Eu sinto que as duas personagens têm muito a aprender uma com a outra, e Issa fez uma coisa muito inteligente ao fazer com que suas jornadas, de certa forma, fossem uma espécie de jornada sombria. Minha personagem está, você sabe, despertando, e a personagem de Navarro está aprendendo a administrar o medo em torno de quão acordada ela está. E então eles são como jornadas ligadas.
CLAUDIA: Você tem experiência de trabalhar com monstros na tela. Qual é a coisa mais desafiadora em contar esse tipo de história?
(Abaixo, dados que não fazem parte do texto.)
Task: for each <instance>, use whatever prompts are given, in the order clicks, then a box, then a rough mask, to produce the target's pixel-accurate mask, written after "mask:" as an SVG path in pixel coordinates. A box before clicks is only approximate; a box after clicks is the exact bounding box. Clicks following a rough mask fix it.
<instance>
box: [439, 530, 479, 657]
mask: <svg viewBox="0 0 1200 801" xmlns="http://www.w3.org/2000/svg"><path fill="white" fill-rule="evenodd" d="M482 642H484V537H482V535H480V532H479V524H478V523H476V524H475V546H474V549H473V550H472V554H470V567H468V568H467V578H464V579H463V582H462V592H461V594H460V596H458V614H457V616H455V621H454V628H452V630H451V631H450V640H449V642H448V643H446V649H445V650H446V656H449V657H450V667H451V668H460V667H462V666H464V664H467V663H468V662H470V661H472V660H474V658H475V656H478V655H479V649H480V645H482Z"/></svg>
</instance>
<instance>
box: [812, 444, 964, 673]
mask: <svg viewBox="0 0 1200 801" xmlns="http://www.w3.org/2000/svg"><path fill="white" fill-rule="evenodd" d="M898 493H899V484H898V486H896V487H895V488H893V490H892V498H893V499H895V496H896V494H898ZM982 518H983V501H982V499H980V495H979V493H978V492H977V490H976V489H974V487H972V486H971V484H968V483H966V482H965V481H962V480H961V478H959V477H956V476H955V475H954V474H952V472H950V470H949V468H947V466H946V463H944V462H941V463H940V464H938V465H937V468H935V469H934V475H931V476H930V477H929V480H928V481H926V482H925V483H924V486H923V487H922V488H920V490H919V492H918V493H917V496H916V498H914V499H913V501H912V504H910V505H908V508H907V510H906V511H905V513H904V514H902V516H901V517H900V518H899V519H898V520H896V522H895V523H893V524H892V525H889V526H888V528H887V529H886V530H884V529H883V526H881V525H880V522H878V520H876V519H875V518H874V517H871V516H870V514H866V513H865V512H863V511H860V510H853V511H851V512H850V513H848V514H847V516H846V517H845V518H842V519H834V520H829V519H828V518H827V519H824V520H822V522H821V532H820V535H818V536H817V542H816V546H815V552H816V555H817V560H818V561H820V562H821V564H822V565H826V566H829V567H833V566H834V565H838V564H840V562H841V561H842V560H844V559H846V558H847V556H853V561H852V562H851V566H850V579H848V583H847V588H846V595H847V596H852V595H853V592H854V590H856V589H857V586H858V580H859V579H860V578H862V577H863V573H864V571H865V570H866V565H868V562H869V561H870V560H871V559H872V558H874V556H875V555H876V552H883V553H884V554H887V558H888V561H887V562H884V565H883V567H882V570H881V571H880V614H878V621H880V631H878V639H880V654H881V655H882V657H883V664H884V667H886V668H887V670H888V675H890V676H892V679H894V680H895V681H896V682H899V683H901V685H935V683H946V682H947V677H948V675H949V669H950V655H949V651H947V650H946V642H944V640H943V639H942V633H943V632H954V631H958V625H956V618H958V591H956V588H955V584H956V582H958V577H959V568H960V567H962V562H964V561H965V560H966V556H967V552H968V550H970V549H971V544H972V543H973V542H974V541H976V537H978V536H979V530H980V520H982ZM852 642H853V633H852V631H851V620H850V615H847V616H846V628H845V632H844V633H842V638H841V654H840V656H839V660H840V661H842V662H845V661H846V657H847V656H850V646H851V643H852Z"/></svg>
JODIE: Eu os amo. Adoro drama e adoro ir às partes mais profundas e sombrias da alma. É por isso que faço filmes. É por isso que vou ver filmes para habitar naquele espaço. Então sim, gosto de lidar com monstros. Uma das melhores coisas sobre O Silêncio dos Inocentes é que na relação entre Lecter e Clarice ela não pensa nele como um monstro. Ela quer entendê-lo, o vê como inteiramente humano, enquanto os outros personagens o colocaram em uma caixa de uma pessoa monstruosa, que não merece viver.
Ela quer conhecê-lo para solucionar o crime e sinto que isso também é verdade para qualquer um que seja excelente como detetive: tem que respeitar o assassino e entender as motivações dele. Só compreendendo e respeitando como sere humano é que conseguirá compreender e acabar com o crime, fazer as perguntas certas.